Where to see and what to know about the narwhal, the unicorn of the sea

For the past few days you have been exploring the far northern reaches of Canada, camping out on the ice floes that surround Bylot and Baffin Island. So far you have had heart-pumping encounters with polar bears, met with the local Inuit people, witnessed seals and walrus, and climbed steep icebergs.


Today as you relax by the flow edge watching a flock of eider ducks swoop down over the still water, you see for the very first time, the tusk of a narwhal pierce the surface. Your guide surveys the situation as they playfully delve beneath you in search of food, and decides that it is safe to swim with them today. You don your dry suit and snorkel, slowly lowering yourself in from the ice to the freezing water.

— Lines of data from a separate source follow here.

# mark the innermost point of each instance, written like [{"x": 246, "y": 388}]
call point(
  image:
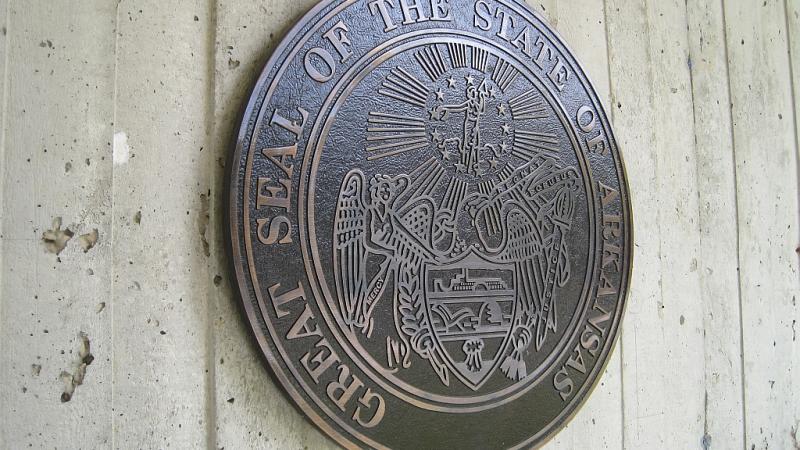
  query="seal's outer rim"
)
[{"x": 231, "y": 220}]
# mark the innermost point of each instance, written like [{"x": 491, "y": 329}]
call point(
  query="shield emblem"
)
[{"x": 471, "y": 304}]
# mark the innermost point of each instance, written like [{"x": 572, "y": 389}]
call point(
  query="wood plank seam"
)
[
  {"x": 211, "y": 87},
  {"x": 612, "y": 112},
  {"x": 3, "y": 133},
  {"x": 794, "y": 100},
  {"x": 114, "y": 228},
  {"x": 736, "y": 209}
]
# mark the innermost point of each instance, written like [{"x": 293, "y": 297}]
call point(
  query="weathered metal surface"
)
[{"x": 430, "y": 224}]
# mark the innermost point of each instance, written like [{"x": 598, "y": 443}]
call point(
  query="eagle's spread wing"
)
[
  {"x": 350, "y": 234},
  {"x": 525, "y": 247}
]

Our Narwhal and Polar Bear safari gives you the option of swimming with the narwhal if the opportunity arises, but for those who would prefer not to get wet, you can relax and watch them from the safety of the floe edge.


You can see narwhal battling their way in through the crack in the floe edge in search of food as the summer approaches the Arctic.

narwhal

These magnificent animals are famous for the intricate, spear-like tusk that protrudes from their heads. Actually an elongated canine growing straight through the top lip, this tusk seen on males, grows up to 2.7 metres in length and it spirals towards the tip with a hollow interior. The purpose of the ‘tusk’ or tooth still isn’t confirmed, though thought perhaps to impress females. Females occasionally grow their own, but it is never as impressive as the males, in fact some males can grow two.


By definition, the word ‘narwhal’ means corpse whale, as they often swim on their backs and lay without moving for several minutes. Part of the Monodontidae family, alongside the beluga whale, they feed on squid and fish and travel in groups, usually of between 15 and 20 individuals.


Narwhals are among the world’s deepest known divers, staying under the water for up to 25 minutes at a time and going as deep as 1,500 metres. They often get trapped in moving pack ice and fall prey to Inuit who hunt them for their beautiful tusks and their vitamin C rich skin. There are strict hunting quotas in place to help ensure the survival of the species. Known enemies of the narwhal are polar bears, walruses and humans.


Solely living in Arctic waters, they have been seen in joined pods of hundreds, or even thousands, as they try to work their way into the cracks of breaking floe ice.